% Generated by roxygen2: do not edit by hand
% Please edit documentation in R/datacleanr_app.R
\name{dcr_app}
\alias{dcr_app}
\title{Interactive and reproducible data cleaning}
\usage{
dcr_app(dframe, browser = TRUE)
}
\arguments{
\item{dframe}{Character, a string naming a \code{data.frame}, \code{tbl} or \code{data.table} in the environment
or a path to a \code{.Rds} file. \strong{Note, that \code{data.table}s are converted to tibbles internally.}`}

\item{browser}{logical, should app start in OS's default browser? (default \code{TRUE})}
}
\value{
When \code{datacleanr} is ended by clicking on \code{Close} in the app's navigation bar, a list is \strong{invisibly} returned
with the following items:
\enumerate{
\item \strong{df_name}: character, object name/file path passed into \code{dcr_app}
\item \strong{dcr_df}: tibble, filtered data set \strong{with} additional columns \code{.dcrkey}, \code{.dcrindex}, \code{.annotation} - the latter is \code{NA} for non-outliers, an empty string for outliers without annotation, and a custom string for annotated outliers
\item \strong{dcr_selected_outliers}: data.frame, contains the outlier \code{.dcrkey}, the \code{.annotation} and a \code{selection_count} (integer, count incrementer) column
\item \strong{dcr_groups}: character, a vector defining the groups (via \code{\link[dplyr]{group_by}}) used throughout \code{datacleanr}
\item \strong{dcr_condition_df}: tibble, with columns \code{filter} (character, statement used for filtering) and \code{group} (list, of integers), defining groups that correspond to \code{.dcrindex}
\item \strong{dcr_code}: character string, containing \emph{Reproducible Recipe}
}
}
\description{
Interactive and reproducible data cleaning
}
\details{
\code{datacleanr} provides an interactive data overview, and allows
reproducible filtering and (manual, interactive) visual outlier detection and annotation across multiple app tabs:
\itemize{
\item \strong{Overview and Set-up}: set groups (see below) and generate a exploratory summary of \code{dframe}
\item \strong{Filtering}: Provide and apply filter statements (groupwise, see below and \code{\link{filter_scoped_df}})
\item \strong{Visualization and Annotating}: interactive visualization allowing outlier highlighting, annotating and before/after histograms of displayed (numeric) variables
\item \strong{Extraction}: generates \emph{Reproducible Recipe} and outputs
}

Extensive documentation is provided on each of these tabs for individual procedures in help links.
\code{datacleanr} relies on 1) generating a column of unique IDs (\code{.dcrkey}) and subsetting \code{dframe} into sub-groups (generated in-app,
added as column \code{.dcrindex}) for filtering and visualization.
These groups are composed of unique combinations of columns in the data set (must be \code{factor}) and are passed to \code{\link[dplyr]{group_by}},
and are carried through the app for exploratory analyses (tab \strong{Overview and Set-up}), filtering (tab \strong{Filtering}) and plotting
(tab \strong{Visualization}).
These groups should ideally be chosen to facilitate a convenient filtering and viewing/cleaning process.
For example, a data set with time series of multiple sensors could be grouped by sensor and/or additional columns,
such that periods of interest can be visualized and cleaned simultaneously in the interactive plot.

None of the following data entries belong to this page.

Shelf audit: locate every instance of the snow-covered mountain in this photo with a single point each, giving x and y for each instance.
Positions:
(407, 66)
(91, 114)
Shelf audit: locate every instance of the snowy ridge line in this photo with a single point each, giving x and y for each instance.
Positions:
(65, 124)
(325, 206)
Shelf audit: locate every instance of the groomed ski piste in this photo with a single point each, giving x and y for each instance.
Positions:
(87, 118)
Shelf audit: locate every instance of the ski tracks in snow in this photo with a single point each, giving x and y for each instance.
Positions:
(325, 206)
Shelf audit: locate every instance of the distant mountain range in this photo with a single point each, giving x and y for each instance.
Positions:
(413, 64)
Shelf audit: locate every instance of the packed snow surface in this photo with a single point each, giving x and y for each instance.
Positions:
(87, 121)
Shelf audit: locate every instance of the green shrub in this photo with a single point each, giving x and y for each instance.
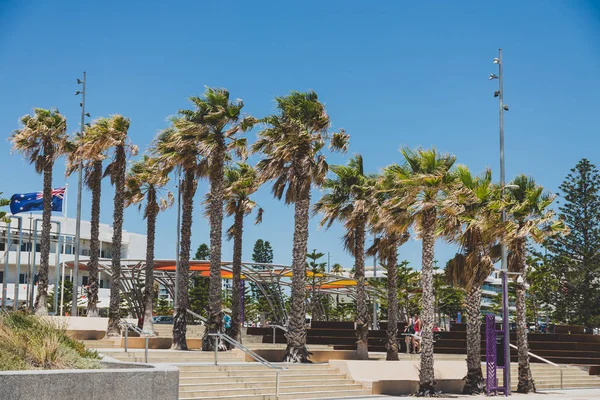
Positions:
(30, 342)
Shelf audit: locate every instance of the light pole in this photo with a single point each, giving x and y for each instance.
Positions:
(177, 244)
(504, 265)
(79, 187)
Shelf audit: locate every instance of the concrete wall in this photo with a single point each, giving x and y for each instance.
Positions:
(401, 377)
(138, 383)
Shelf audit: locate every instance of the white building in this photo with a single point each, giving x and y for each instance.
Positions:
(16, 267)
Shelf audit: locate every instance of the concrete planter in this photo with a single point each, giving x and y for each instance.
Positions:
(120, 381)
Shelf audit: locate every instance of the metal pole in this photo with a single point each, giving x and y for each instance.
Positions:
(375, 324)
(78, 218)
(28, 280)
(5, 275)
(17, 282)
(177, 244)
(504, 265)
(216, 350)
(126, 337)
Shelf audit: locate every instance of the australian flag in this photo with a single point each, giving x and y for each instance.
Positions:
(22, 202)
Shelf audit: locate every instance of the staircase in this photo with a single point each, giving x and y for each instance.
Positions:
(175, 356)
(548, 377)
(253, 381)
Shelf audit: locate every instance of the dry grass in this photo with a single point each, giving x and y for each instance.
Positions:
(30, 342)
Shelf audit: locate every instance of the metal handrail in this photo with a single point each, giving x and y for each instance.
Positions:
(275, 326)
(133, 327)
(560, 367)
(222, 336)
(196, 315)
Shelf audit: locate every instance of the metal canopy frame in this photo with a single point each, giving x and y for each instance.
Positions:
(268, 278)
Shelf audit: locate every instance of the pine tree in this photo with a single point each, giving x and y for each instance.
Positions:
(203, 252)
(575, 258)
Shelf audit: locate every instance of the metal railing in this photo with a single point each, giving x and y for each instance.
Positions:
(133, 327)
(221, 336)
(275, 327)
(542, 359)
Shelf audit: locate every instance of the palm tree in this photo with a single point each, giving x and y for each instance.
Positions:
(240, 183)
(111, 133)
(217, 119)
(90, 154)
(42, 139)
(476, 228)
(292, 145)
(528, 215)
(145, 180)
(176, 150)
(422, 183)
(350, 198)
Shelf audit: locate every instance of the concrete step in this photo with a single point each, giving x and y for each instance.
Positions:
(199, 379)
(227, 391)
(323, 395)
(187, 387)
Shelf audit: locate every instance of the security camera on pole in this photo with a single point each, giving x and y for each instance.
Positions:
(504, 266)
(79, 185)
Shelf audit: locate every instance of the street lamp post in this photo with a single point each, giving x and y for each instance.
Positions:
(504, 263)
(79, 188)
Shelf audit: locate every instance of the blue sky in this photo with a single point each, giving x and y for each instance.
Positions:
(392, 74)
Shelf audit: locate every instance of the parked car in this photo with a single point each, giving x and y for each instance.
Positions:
(162, 319)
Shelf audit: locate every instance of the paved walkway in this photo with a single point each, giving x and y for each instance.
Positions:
(572, 394)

Filtering is achieved by providing expressions that evaluate to \code{TRUE} \ \code{FALSE}, and can be applied to the entire
data set, or individual/all groups via scoped filtering (see \code{\link{filter_scoped_df}}).

The interactive visualization allows selecting and deselecting points with lasso and box select tools,
as well as interactive zooming (toolbar or clicking on legend items or group overview table, see tab in-app)
as well as panning (toolbar and hover over plot's axes).
Data formats supported are
\enumerate{
\item Observational (numeric), timeseries (\code{POSIXct}) and categorical data in \code{x} and \code{y} dimensions/axis
\item Observational (numeric) data in \code{z} dimension (point size)
\item Spatial data, when \code{lon} and \code{lat} in decimal degrees are present in \code{x} and \code{y}.
}

Displaying spatial data requires a \href{https://www.mapbox.com/}{Mapbox} account, from which an access token needs
to be copied into your \code{.Renviron} (e.g. \code{MAPBOX_TOKEN=your_copied_token}).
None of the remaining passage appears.